As investors and traders we all have our narratives for where the market will go. But if we are honest with ourselves we'll admit that no matter how much research we do, the accuracy of our forecasts is largely taken out of our hands. The world is too complex, developments happen faster or slower than we think and of course human beings are rarely rational and their behaviour is often bewilderingly unpredictable.Even if you are right you can be wrong.
A few months back you may have seen The Big Short. Christian Bale portrays Mike Burry who as one of the heroes of the film walks away with billions in profits by betting on the subprime crisis. Yet what is lost on almost everyone in the audience is the fact that Mr. Burry only won his bet by literally taking his investors money hostage. Although he was absolutely right in his investment thesis, the markets refused to move his way for a very long time. Meanwhile he was forced to pay premiums to keep his bets alive, which led to near term losses and calls by his investors to abandon the strategy. Had Mr. Burry not had the clause in his contract that allowed him to lock his investors money -- in short had he not had the "margin of error" to consider the absolute worst scenario -- his bets would have ended worthless and he would have been just another woudda-coudda-shoudda chump on Wall Street instead of becoming a celebrity investor.
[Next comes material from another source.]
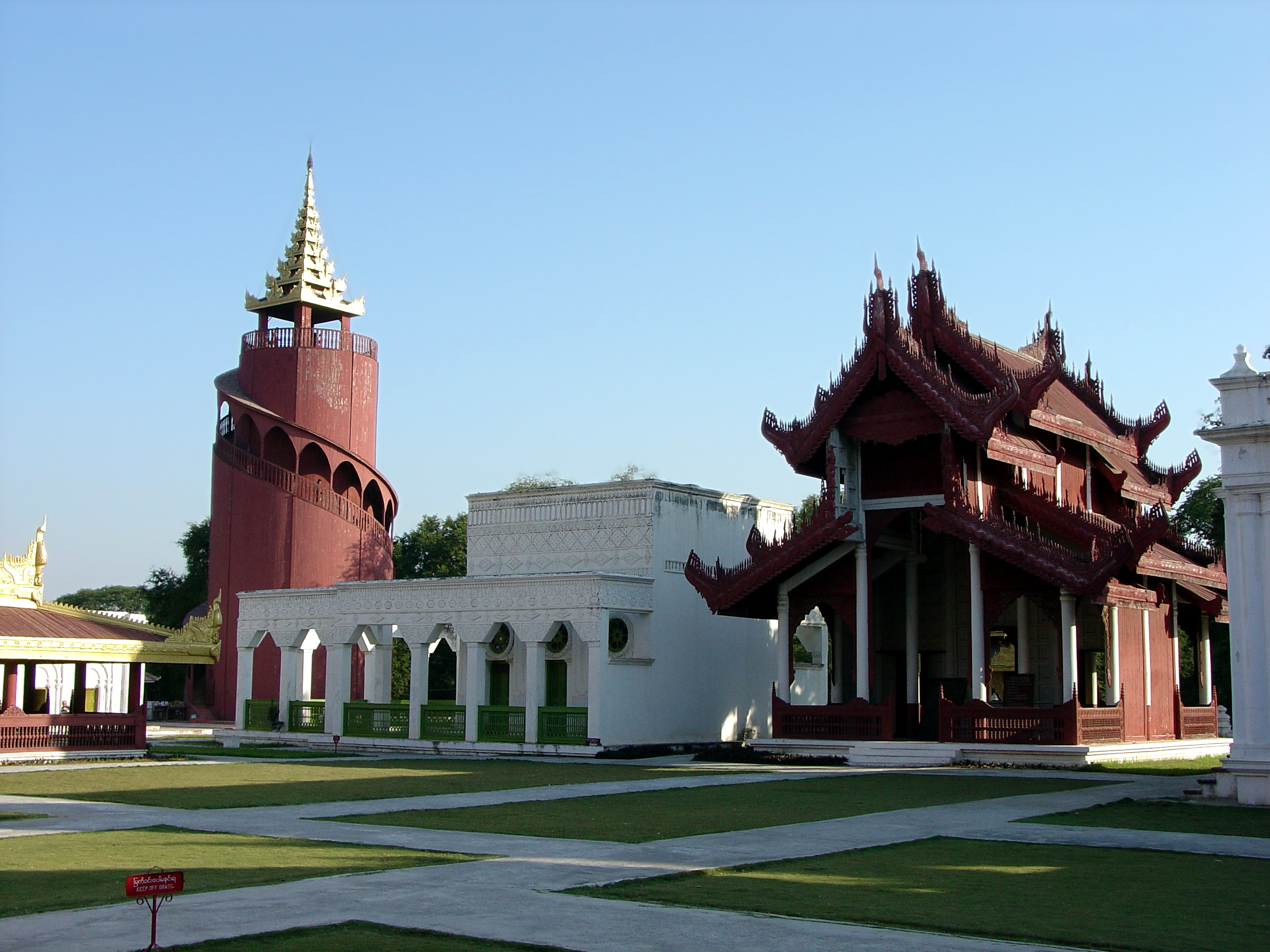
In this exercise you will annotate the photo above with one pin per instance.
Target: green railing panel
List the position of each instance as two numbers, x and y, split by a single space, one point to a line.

What Mr. Buffett teaches is that we can only control two things -- the amount of risk we take on and the price we are willing to pay. One is intimately tied to the other. Mr. Buffett and I could not be more different. As a long term investor he trades time for money while as a short term trader I try to time my money and flip it over as fast as possible. But I'd to think that we both have a healthy respect for risk and more importantly the discipline to never chase price which hopefully puts me on the same road to financial success albeit via a different path.